Variability of the Atlantic Water temperature in Fram Strait in 1997-2008
During the last decade a significant warming was observed in the Atlantic Water inflowing through Fram Strait to the Arctic Ocean. The first warm episode spanned 1998 to 2000, manifesting the most strongly in the West Spitsbergen Current, the second warm period has continued since 2004 onward, with a peak in late 2006. Now (2008) we are observing a decline in the Atlantic Water temperature but it is still higher than the long-term average.
Today's sea surface temperatures are much above normal in the far north Atlantic and ice-free basins in the Arctic. These anomalously warm waters continue the trend of increasing heat flow into the Arctic ocean.
The flow of heat into the north Atlantic and Arctic has reduced sea ice extent to a record minimum for this date (as calculated by the NSIDC).
The strong La Nina of 2010-2011 has transported heat, stored in the equatorial Pacific ocean, poleward. Oceanic heat has flowed towards Antarctica as well as the Arctic. Antarctic sea ice levels are near the minimum extent measured for the date also.
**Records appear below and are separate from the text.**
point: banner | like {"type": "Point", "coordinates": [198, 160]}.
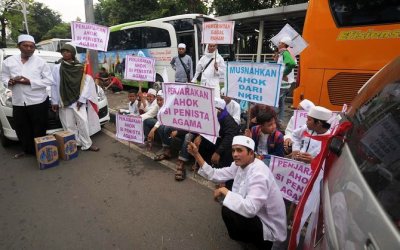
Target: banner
{"type": "Point", "coordinates": [90, 35]}
{"type": "Point", "coordinates": [291, 176]}
{"type": "Point", "coordinates": [189, 107]}
{"type": "Point", "coordinates": [140, 68]}
{"type": "Point", "coordinates": [300, 118]}
{"type": "Point", "coordinates": [129, 128]}
{"type": "Point", "coordinates": [218, 32]}
{"type": "Point", "coordinates": [254, 82]}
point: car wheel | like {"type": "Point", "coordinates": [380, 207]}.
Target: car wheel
{"type": "Point", "coordinates": [3, 139]}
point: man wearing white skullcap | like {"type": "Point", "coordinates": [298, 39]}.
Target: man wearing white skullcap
{"type": "Point", "coordinates": [232, 106]}
{"type": "Point", "coordinates": [28, 76]}
{"type": "Point", "coordinates": [182, 64]}
{"type": "Point", "coordinates": [151, 106]}
{"type": "Point", "coordinates": [254, 210]}
{"type": "Point", "coordinates": [303, 105]}
{"type": "Point", "coordinates": [289, 63]}
{"type": "Point", "coordinates": [304, 148]}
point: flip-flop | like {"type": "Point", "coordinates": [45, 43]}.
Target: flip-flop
{"type": "Point", "coordinates": [161, 157]}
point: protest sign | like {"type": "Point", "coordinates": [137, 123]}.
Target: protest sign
{"type": "Point", "coordinates": [140, 68]}
{"type": "Point", "coordinates": [129, 128]}
{"type": "Point", "coordinates": [254, 82]}
{"type": "Point", "coordinates": [218, 32]}
{"type": "Point", "coordinates": [291, 176]}
{"type": "Point", "coordinates": [189, 107]}
{"type": "Point", "coordinates": [90, 35]}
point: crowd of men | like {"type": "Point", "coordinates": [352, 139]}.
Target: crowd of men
{"type": "Point", "coordinates": [252, 206]}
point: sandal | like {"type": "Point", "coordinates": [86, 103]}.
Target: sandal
{"type": "Point", "coordinates": [195, 167]}
{"type": "Point", "coordinates": [161, 157]}
{"type": "Point", "coordinates": [180, 173]}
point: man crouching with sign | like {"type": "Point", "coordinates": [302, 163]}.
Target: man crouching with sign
{"type": "Point", "coordinates": [254, 210]}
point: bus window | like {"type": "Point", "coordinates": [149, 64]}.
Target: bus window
{"type": "Point", "coordinates": [355, 13]}
{"type": "Point", "coordinates": [156, 38]}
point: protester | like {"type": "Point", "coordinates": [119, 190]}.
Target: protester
{"type": "Point", "coordinates": [102, 78]}
{"type": "Point", "coordinates": [211, 66]}
{"type": "Point", "coordinates": [303, 105]}
{"type": "Point", "coordinates": [147, 102]}
{"type": "Point", "coordinates": [70, 97]}
{"type": "Point", "coordinates": [289, 62]}
{"type": "Point", "coordinates": [150, 117]}
{"type": "Point", "coordinates": [182, 64]}
{"type": "Point", "coordinates": [268, 139]}
{"type": "Point", "coordinates": [258, 109]}
{"type": "Point", "coordinates": [305, 148]}
{"type": "Point", "coordinates": [27, 75]}
{"type": "Point", "coordinates": [133, 105]}
{"type": "Point", "coordinates": [232, 106]}
{"type": "Point", "coordinates": [115, 84]}
{"type": "Point", "coordinates": [254, 210]}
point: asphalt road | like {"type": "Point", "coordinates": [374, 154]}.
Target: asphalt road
{"type": "Point", "coordinates": [112, 199]}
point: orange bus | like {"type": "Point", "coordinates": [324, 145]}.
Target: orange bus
{"type": "Point", "coordinates": [348, 42]}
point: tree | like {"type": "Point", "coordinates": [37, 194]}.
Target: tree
{"type": "Point", "coordinates": [62, 30]}
{"type": "Point", "coordinates": [42, 19]}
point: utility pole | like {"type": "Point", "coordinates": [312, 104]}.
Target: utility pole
{"type": "Point", "coordinates": [89, 14]}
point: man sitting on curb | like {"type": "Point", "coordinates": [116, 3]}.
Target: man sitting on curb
{"type": "Point", "coordinates": [254, 210]}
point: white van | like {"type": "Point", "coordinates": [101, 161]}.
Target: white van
{"type": "Point", "coordinates": [7, 132]}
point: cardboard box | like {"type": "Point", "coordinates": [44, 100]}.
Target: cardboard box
{"type": "Point", "coordinates": [67, 148]}
{"type": "Point", "coordinates": [46, 151]}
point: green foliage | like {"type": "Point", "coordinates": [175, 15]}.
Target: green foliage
{"type": "Point", "coordinates": [112, 12]}
{"type": "Point", "coordinates": [62, 30]}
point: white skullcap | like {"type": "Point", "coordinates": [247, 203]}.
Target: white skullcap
{"type": "Point", "coordinates": [244, 141]}
{"type": "Point", "coordinates": [306, 104]}
{"type": "Point", "coordinates": [351, 186]}
{"type": "Point", "coordinates": [219, 103]}
{"type": "Point", "coordinates": [320, 113]}
{"type": "Point", "coordinates": [223, 92]}
{"type": "Point", "coordinates": [286, 40]}
{"type": "Point", "coordinates": [26, 38]}
{"type": "Point", "coordinates": [152, 92]}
A major factor that amplifies the small orbital variations called Milankovitch Cycles (Milankovitch cycles should be causing Northern Hemisphere cooling at present.) is the darkening of the earth's surface that happens when ice melts and the increasing of reflectivity when snow and ice accumulate. The process of amplification by darkening appears to have accelerated from near zero to a significant factor around 2004 - 2005. The darkened surface will warm faster, hastening the melting of remaining ice and snow.
1979 – 2008 time series of cryosphere radiative forcing (CrRF) anomalies, relative to 1979 – 2008 means, from land-based snow,sea ice, and the combination of both components.
The increasing heat flux into the Arctic ocean combined with the amplification caused by darkening will tend to speed up the decline of Arctic sea ice in all seasons. December 2010 had the lowest sea ice extent on record.